Im täglichen Leben spielt das Wort eine große Rolle. Bilden wir es immer in dem Sinne, wie wir es eben im Evangelium gehört haben: „Er redete recht“? Das ist ausgesagt von einem Manne, der die Stimme verloren hatte. Für uns bedeutet es: Reden wir Rechtes? Oder wie verhalten wir uns in unserem Wort und wie benutzen wir das Wort? Jesus hat einmal mit tiefem Ernst zu den Seinen gesprochen: „Wahrlich, ich sage euch, die Menschen werden Rechenschaft ablegen müssen im Jüngsten Gericht von einem jeden unnützen Wort, das sie geredet haben.“ Wie viele unnütze Worte haben wir in unserem Leben schon gesprochen? Es gibt schlafende Worte in der Heiligen Schrift, die man nicht recht erwecken mag. Es gibt Worte, in denen ein ganz tiefes inneres Leben ruht, und zu diesen Worten gehört auch das eben genannte: „Wahrlich, ich sage euch, die Menschen werden Rechenschaft ablegen müssen im Jüngsten Gericht von einem jeden unnützen Wort, das sie geredet haben.“ Die Gefahren des Wortes werden uns lebhaft vor Augen gestellt in dem Orden der Kartäuser. Die Kartäuser verpflichten sich nämlich zu ständigem Stillschweigen. Nur am Sonntag und beim wöchentlichen Ausgang reden sie miteinander. Sie bewahren das Stillschweigen, weil sie um die Gefahren des Wortes wissen. Von einem Großen im Reiche des Geistes stammt das Wort: „Heute wird alles zerredet, heute wird alles zerschwätzt. Heute fällt alles ins Wasser und nichts mehr in tiefe, tiefe Bronnen.“ Wir Christen wissen, dass wir auch einmal Rechenschaft ablegen müssen von unserem Reden. Fragen wir uns: Wie stehen wir zu unserem täglichen Sprechen?

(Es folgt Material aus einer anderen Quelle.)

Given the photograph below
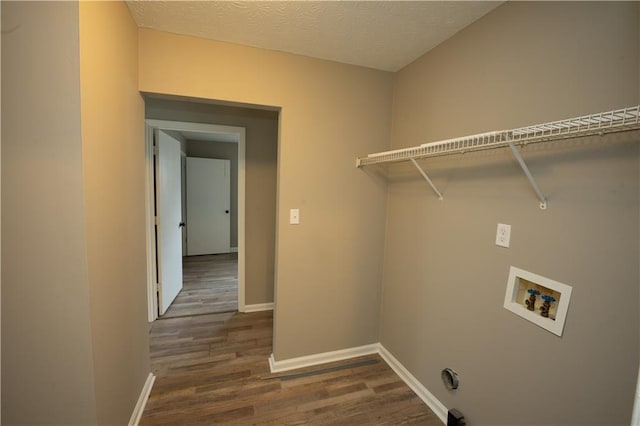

Gott hat in das an sich Schwächste, was ja das Wort ist, eine große Macht hineingelegt. Das Wort kann sich mit dem Geist verbinden und wird dann zu einer Macht. Das Wort, das lebendige Wort fesselt, ergreift die Menschen, es kann die Menschen zum Guten antreiben und zum Bösen fortreißen. Das Wort ist eine Macht. Die Redefähigkeit ist eine allgemeine menschliche Naturanlage. Sie kann durch Kunst und Wissen, durch Erfahrung und Übung vervollkommnet werden. Es gibt eine eigene Wissenschaft vom Reden: die Rhetorik. Sie wurde schon ausgebildet in der Zeit des alten Roms. Der römische Rhetor Cicero verlangte für die Ausübung der Redekunst zwei Dinge: eine umfassende Allgemeinbildung und ein moralisches Verantwortungsbewusstsein. Der vollkommene Redner muss nach ihm ein guter Mensch sein. Als die drei klassischen Gattungen der Rede gelten die Gerichtsrede, die politische Rede und die Festrede. Wir erleben Reden vornehmlich in der Politik. Das Parlament ist eine Ansammlung von Rednern. Seine Existenz beruht auf der Annahme, dass durch kontroverses Reden sich ein richtiges oder wenigstens vernünftiges Ergebnis einstellen wird. Die Abgeordneten ringen mit ihren Redebeiträgen um Mehrheiten für Gesetze und Maßnahmen. Worte bereiten Wahlen und Abstimmungen vor, durch Worte werden aber auch Regierungen gestürzt und Revolutionen entfacht. Die Französische Revolution von 1789 ist durch Redner erzeugt worden.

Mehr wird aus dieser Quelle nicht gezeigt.